Point being, it is significant that something like MCTS can be so effective at Go even without machine learning.
Of course it was. If your explanation of AlphaGo somehow involves saying it was different from chess programs you can stop right now - you're just entirely wrong.
Whether chess engines and go engine are brute force or not just depends on how you define brute force:
* If you cut variations where you have heuristical indications they don't affect the result, is that still brute force?
* If you cut variations where you have mathematical, provable evidence they don't affect the result, is that still brute force?
Nope, brute force means exhaustive search by definition.
One could arguably claim that something like minmax is brute force, since you only prune subtrees that are provably sub-optimal.
But a search algorithm or heuristic that prunes over 99.99999999% (there are more 9s, but I won't bother calculating the right number) of the search space is not brute force.
By this logic, chess engines are not brute force. Anyone familiar with the state of chess engines would find this ridiculous.
I would agree that under one extremely nitpicky definition of brute force, brute force means searching every state. But chess engines are widely considered to be brute force. They don't have neural nets or fancy nonlinear function approximators for board state evaluation. But they most certainly don't search every single position. Their search depth is capped.
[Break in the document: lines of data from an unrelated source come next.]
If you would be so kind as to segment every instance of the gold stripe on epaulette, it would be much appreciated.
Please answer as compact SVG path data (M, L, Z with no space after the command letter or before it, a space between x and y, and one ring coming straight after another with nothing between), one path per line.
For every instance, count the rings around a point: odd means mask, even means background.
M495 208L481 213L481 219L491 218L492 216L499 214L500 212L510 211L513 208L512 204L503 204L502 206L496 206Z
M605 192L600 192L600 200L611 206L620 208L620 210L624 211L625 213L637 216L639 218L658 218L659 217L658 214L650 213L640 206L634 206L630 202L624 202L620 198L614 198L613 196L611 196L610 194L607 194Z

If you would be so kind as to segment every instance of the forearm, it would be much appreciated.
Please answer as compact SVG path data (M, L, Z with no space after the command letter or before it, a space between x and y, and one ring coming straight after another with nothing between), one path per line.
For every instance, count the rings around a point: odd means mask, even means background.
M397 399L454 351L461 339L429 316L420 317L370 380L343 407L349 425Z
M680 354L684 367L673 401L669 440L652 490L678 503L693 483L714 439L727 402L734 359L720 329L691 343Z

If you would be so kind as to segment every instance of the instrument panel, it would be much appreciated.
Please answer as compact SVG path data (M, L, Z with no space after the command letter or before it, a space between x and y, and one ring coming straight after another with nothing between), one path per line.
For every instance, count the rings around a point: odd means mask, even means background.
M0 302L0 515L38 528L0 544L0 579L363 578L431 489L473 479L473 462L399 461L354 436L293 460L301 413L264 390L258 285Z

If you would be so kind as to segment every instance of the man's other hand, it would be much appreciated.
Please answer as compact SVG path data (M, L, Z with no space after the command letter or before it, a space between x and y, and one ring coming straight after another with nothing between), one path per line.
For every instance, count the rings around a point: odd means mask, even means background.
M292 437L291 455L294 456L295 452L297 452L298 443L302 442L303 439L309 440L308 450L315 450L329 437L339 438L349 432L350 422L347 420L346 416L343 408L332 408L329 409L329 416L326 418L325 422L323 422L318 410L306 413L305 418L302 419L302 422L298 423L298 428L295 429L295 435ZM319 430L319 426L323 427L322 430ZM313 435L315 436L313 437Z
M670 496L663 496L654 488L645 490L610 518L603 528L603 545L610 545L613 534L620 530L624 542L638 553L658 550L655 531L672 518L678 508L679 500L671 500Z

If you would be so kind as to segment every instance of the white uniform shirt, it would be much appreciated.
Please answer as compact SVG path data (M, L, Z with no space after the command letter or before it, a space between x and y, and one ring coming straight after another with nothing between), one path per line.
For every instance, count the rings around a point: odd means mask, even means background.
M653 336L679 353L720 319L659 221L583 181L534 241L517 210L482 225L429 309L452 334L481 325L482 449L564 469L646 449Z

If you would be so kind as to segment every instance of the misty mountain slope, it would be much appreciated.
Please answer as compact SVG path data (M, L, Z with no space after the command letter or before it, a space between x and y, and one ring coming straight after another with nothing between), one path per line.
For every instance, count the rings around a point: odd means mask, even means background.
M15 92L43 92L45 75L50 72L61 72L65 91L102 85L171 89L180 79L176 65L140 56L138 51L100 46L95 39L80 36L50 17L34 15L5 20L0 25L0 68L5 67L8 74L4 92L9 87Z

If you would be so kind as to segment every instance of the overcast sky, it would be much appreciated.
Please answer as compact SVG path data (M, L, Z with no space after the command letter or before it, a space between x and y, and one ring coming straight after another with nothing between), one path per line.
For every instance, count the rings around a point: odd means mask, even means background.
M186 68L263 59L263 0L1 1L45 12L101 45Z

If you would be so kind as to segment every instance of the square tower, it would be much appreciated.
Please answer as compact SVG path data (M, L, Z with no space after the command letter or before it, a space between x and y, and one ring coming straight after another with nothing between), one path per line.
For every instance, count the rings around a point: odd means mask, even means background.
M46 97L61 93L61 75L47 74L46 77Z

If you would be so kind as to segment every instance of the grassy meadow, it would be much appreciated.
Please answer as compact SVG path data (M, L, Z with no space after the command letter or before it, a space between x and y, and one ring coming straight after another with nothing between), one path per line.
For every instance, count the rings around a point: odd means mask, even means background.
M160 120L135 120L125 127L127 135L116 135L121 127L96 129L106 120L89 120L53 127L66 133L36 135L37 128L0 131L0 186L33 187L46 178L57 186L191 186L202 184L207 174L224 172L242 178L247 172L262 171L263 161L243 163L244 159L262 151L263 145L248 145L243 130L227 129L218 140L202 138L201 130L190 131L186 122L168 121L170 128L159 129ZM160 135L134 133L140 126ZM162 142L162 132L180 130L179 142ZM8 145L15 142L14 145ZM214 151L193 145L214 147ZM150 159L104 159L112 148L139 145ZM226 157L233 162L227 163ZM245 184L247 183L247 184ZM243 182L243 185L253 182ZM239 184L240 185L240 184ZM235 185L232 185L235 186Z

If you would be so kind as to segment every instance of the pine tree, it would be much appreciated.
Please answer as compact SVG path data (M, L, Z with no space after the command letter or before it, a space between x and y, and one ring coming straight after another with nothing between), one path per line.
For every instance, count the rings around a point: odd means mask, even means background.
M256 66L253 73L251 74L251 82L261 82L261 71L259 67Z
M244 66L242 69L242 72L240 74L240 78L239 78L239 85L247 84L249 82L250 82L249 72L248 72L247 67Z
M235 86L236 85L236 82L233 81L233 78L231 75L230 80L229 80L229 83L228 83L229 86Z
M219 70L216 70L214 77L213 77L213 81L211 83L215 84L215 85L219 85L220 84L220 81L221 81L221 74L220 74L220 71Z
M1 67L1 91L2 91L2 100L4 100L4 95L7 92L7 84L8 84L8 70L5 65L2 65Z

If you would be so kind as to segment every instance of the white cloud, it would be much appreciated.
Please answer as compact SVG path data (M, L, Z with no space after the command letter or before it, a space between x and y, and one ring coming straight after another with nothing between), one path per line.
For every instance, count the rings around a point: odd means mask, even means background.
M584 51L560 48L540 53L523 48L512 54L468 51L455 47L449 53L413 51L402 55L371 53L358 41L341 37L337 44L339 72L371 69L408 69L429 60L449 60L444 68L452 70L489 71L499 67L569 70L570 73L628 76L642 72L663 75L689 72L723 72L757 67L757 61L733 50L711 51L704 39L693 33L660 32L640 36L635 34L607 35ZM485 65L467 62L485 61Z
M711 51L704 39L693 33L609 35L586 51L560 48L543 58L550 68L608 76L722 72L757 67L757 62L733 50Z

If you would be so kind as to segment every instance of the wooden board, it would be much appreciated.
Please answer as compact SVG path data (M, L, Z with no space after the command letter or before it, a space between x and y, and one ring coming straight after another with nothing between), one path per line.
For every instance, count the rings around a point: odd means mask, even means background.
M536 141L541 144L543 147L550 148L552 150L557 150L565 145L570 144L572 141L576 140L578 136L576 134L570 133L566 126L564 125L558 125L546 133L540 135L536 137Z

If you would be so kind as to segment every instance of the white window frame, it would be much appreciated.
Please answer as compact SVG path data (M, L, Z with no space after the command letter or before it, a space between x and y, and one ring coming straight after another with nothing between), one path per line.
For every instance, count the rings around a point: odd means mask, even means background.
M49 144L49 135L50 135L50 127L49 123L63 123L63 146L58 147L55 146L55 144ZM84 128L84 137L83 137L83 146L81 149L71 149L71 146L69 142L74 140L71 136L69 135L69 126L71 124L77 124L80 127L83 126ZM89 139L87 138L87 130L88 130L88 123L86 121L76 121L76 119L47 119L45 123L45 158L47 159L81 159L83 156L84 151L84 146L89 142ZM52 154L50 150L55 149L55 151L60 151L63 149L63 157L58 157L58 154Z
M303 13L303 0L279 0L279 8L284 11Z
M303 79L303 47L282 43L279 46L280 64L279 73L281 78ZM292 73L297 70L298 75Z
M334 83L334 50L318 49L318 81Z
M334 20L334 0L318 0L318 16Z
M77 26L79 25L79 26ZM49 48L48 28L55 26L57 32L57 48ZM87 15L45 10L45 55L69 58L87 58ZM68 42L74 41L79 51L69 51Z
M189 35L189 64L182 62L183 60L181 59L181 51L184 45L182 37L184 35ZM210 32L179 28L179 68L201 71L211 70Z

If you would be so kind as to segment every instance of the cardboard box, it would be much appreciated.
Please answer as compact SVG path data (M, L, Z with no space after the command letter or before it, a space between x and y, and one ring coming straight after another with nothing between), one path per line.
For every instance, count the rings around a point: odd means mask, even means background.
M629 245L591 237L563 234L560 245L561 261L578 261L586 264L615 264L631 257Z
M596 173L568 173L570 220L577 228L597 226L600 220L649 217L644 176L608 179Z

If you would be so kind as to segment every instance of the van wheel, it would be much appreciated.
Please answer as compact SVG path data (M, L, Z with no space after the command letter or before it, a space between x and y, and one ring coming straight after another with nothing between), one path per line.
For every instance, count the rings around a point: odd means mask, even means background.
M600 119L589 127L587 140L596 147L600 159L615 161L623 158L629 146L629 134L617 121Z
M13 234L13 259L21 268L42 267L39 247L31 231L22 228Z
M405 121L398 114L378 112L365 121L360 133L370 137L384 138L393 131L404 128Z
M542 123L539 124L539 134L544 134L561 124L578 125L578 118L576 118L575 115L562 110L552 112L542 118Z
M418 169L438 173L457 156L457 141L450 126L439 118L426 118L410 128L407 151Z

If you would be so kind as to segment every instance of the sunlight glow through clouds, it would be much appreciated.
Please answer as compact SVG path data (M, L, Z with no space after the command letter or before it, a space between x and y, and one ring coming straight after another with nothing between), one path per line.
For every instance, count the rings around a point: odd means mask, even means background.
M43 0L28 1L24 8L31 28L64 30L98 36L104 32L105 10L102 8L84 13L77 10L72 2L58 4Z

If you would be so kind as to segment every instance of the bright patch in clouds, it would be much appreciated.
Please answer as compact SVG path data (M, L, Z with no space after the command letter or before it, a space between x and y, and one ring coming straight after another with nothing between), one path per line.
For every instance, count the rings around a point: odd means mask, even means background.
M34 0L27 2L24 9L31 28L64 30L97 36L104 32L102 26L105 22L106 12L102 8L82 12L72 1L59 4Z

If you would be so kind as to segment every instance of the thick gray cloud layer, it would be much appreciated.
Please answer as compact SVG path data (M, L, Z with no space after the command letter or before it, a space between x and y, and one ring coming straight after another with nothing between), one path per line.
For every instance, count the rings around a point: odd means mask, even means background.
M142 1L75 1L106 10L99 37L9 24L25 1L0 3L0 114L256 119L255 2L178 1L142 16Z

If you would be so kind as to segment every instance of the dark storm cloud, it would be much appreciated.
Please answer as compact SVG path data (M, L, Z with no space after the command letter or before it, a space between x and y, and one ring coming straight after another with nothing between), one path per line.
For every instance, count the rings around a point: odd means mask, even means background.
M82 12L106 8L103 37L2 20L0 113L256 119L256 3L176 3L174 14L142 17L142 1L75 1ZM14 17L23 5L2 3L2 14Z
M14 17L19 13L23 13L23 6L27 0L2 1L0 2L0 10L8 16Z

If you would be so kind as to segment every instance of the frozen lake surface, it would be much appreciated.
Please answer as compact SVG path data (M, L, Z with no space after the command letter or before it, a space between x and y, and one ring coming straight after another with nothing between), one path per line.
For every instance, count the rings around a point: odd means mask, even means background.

They don't have neural nets or fancy nonlinear function approximators for board state evaluation
Nonlinear function approximations are pretty common due to combining several evaluation heuristics and indexing in to tables with weights with the output of previous heuristics.
As for neural networks - the extra nonlinear layers seem to have too much computational overhead compared to the increase in evaluation accuracy. Chess board state can be reasonably approximated with linear terms and few cherry-picked higher order terms.
Are we in the same thread? I conceded that things like minmax can also be considered brute force. I also gave a (very liberal) estimate of how much the tree is pruned. Why still call it "extremely nitpicky"?